# The Cherub she arrive



## Greenpotterer

After my recent mishaps with Miss Silvia I decided, actually SWHTPS (she who holds the purse strings) decided to buy a cherub. When it arrived and I saw the size of the box I thought it would never fit on the worktop, but it does.

So machine unpacked, sticky plastic covering peeled off, instructions read, water filter installed (didn't expect that) filled up switched on. So far everything hunky dory.

SWHTPS walks through the door "are we having a coffee?) says she. Switch on grinder nothing, nowt, zilch. Two hours dismantling grinder and reassembleing finally had a cup of coffee.

I'm well impressed with the machine especially the steaming but I still need to dial in the machine. Shots aren't as good as I expected any tips?

Gaz


----------



## Charliej

At least it gave the machine a chance to warm up thoroughly lol.


----------



## 4515

I found that my existing technique (using the term loosely) didnt work with my Cherub. All I did was went back to basics - extracting 1.7 x coffee in 30 seconds and my results improved


----------



## Mrboots2u

Hello , what is it about the shots you are pulling that you are disappointed with. Are they bitter ? Sour ?

How much are you dosing . How much are you extracting , and over what time ?

Lastly are the beans fresh ?

Cheers !


----------



## series530

I found that coming from a Classic to a Cherub was quite a difficult experience. The Gaggia was more forgiving with my cack handedness. As Working Dog said, go back to basics and tweak one variable at a time until you get to where you want to be. I cannot say that I get a decent shot every time but my sucess rate isn't too bad these days.

I'm not sure what hole size ships on the steam wand these days but mine came with a wand suitable for a steam train. I bought some new tips and I think I am running one with four one mm holes now and it seems to steam milk at a reasonably controllable rate now.

I also had reservations about the size but its amazing how they morph into their surroundings.
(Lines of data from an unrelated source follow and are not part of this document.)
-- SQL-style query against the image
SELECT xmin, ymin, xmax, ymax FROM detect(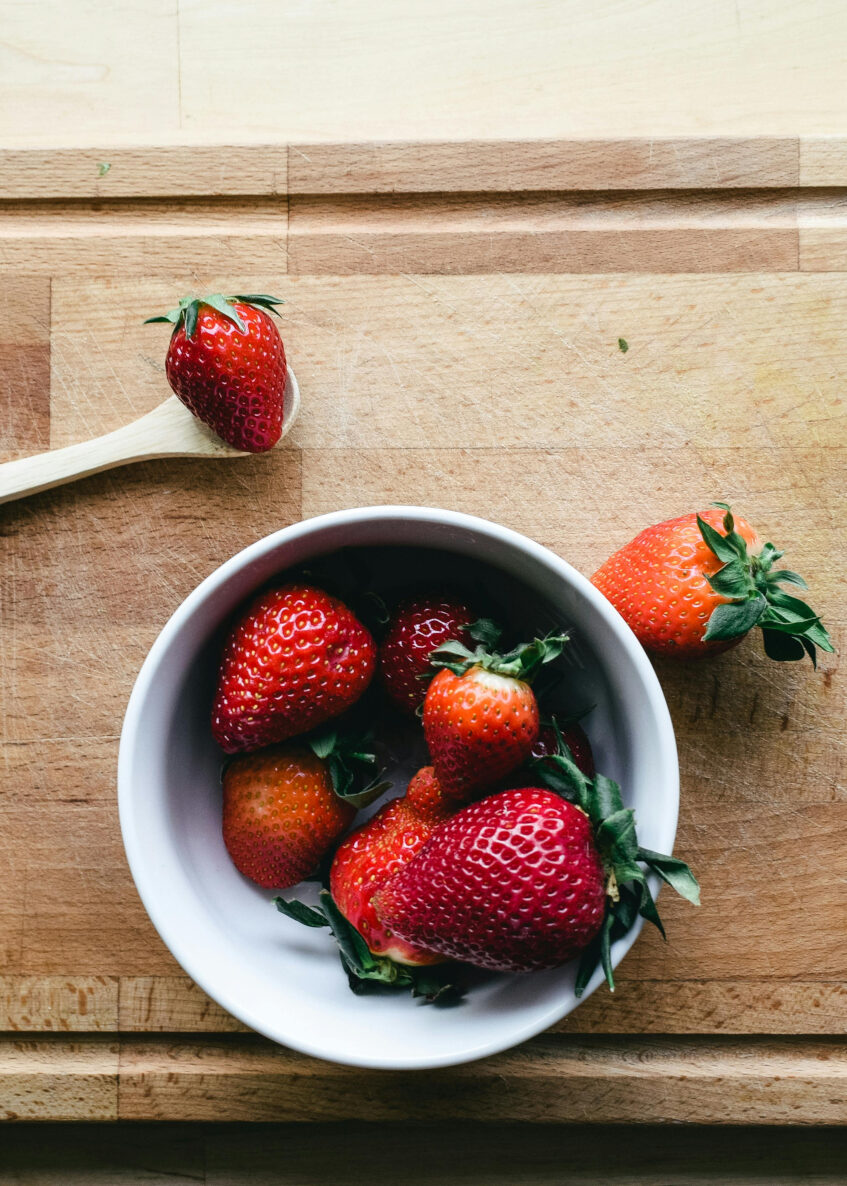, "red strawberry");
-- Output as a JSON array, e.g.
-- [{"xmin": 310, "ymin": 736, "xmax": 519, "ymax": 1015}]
[
  {"xmin": 374, "ymin": 754, "xmax": 700, "ymax": 996},
  {"xmin": 374, "ymin": 788, "xmax": 606, "ymax": 971},
  {"xmin": 147, "ymin": 293, "xmax": 287, "ymax": 453},
  {"xmin": 424, "ymin": 635, "xmax": 567, "ymax": 799},
  {"xmin": 330, "ymin": 766, "xmax": 456, "ymax": 964},
  {"xmin": 212, "ymin": 585, "xmax": 376, "ymax": 753},
  {"xmin": 223, "ymin": 745, "xmax": 356, "ymax": 890},
  {"xmin": 592, "ymin": 503, "xmax": 833, "ymax": 663},
  {"xmin": 380, "ymin": 593, "xmax": 476, "ymax": 713}
]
Good luck with you new machine.


----------



## Greenpotterer

Dosing about 14.5 to 15 g

extracting 28 to 30 g over 25 seconds

shots seem to be sour

I've fitted a 4 x 1.2 mm wand already but I bought a selection of sizes to try for size only a couple of pounds from Espresso Underground when I bought the machine.

Gaz

And yes the machine was warm when it cam time to brew lol


----------



## Wobin19

14.5 to 15g in a double basket is relatively low dose for most coffees in the standard double basket. Suggest you try a higher dose and report back.


----------



## Mrboots2u

Greenpotterer said:


> Dosing about 14.5 to 15 g
> 
> extracting 28 to 30 g over 25 seconds
> 
> shots seem to be sour
> 
> I've fitted a 4 x 1.2 mm wand already but I bought a selection of sizes to try for size only a couple of pounds from Espresso Underground when I bought the machine.
> 
> Gaz
> 
> And yes the machine was warm when it cam time to brew lol


Dose up a bit as suggested . Is the portafilter warm also before pulling the shot ?

Are the beans fresh ? What are you using ?
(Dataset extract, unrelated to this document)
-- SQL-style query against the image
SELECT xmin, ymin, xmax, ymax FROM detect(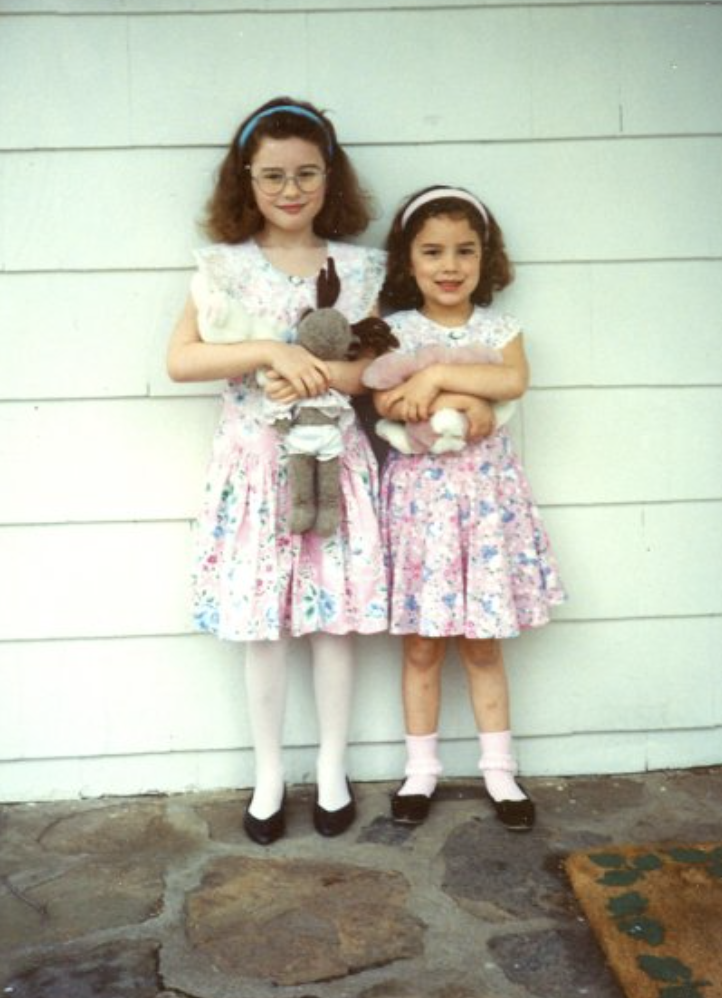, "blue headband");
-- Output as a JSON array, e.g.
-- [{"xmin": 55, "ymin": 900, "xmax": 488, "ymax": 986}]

Are you using a flushing routine for the machine ?


----------



## 4515

Mrboots2u said:


> Are you using a flushing routine for the machine ?


Ive not found flushing necessary with my Cherub. It may be that I pull Mrs WDs shot before mine but tasting her coffee before adding milk, its always good

Grinder made a huge difference but the Macap should be capable


----------



## Mrboots2u

working dog said:


> Ive not found flushing necessary with my Cherub. It may be that I pull Mrs WDs shot before mine but tasting her coffee before adding milk, its always good
> 
> Grinder made a huge difference but the Macap should be capable


Ha ha , give the first shot away . I mentioned it as could be over flushing too , if that makes sense ..... Your right grinder should be fine , not sure what beans are being used though .


----------



## 4515

Mrboots2u said:


> Ha ha , give the first shot away . I mentioned it as could be over flushing too , if that makes sense ..... Your right grinder should be fine , not sure what beans are being used though .
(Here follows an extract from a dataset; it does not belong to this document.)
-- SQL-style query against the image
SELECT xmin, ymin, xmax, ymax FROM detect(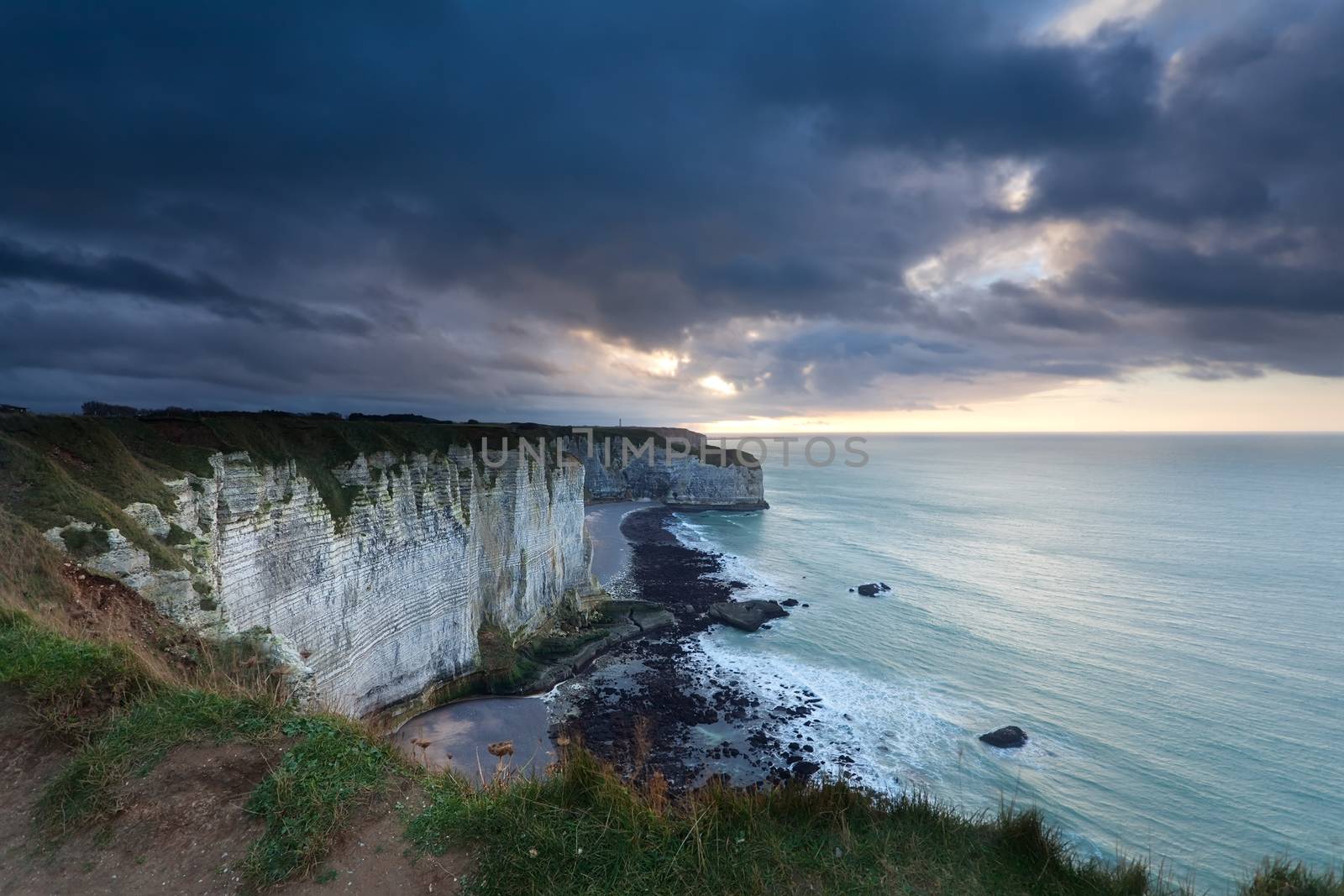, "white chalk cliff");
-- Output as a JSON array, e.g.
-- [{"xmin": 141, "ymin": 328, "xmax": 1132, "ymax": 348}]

shhhh - dont tell her she's getting the coffee dregs


----------



## Greenpotterer

Upped the dose to 16 g seems better but still some over extraction. The beans I'm using are Brazilian insert about 20 names from Hasbean roasted on 18th Dec but kept in the freezer until yesterday. if i move one step finer the machine chokes

Gaz


----------



## 4515

Have you tried a slightly firmer tamp at the same grind setting or a lighter tamp when the machine chokes ?


----------



## series530

Greenpotterer said:


> Upped the dose to 16 g seems better but still some over extraction. The beans I'm using are Brazilian insert about 20 names from Hasbean roasted on 18th Dec but kept in the freezer until yesterday. if i move one step finer the machine chokes
> 
> Gaz


I find with mine that it is easily affected by tamp. The machine seldom chokes but the point of liquid appearing can vary dramatically based upon the tamp pressure. I tend to go with a lighter tamp these days (Glenn suggested this with the Classic that I had previously) and it works better than with a heavier tamp. I must admit that I tend to set the grind and leave it unless I open another bag of coffee. If I do that I only make very small adjustments to the grind and rely more upon the tamp and test with shot glasses to be sure. This approach seems to work reasonably well most of the time.


----------



## Greenpotterer

series530 said:


> I find with mine that it is easily affected by tamp. The machine seldom chokes but the point of liquid appearing can vary dramatically based upon the tamp pressure. I tend to go with a lighter tamp these days (Glenn suggested this with the Classic that I had previously) and it works better than with a heavier tamp. I must admit that I tend to set the grind and leave it unless I open another bag of coffee. If I do that I only make very small adjustments to the grind and rely more upon the tamp and test with shot glasses to be sure. This approach seems to work reasonably well most of the time.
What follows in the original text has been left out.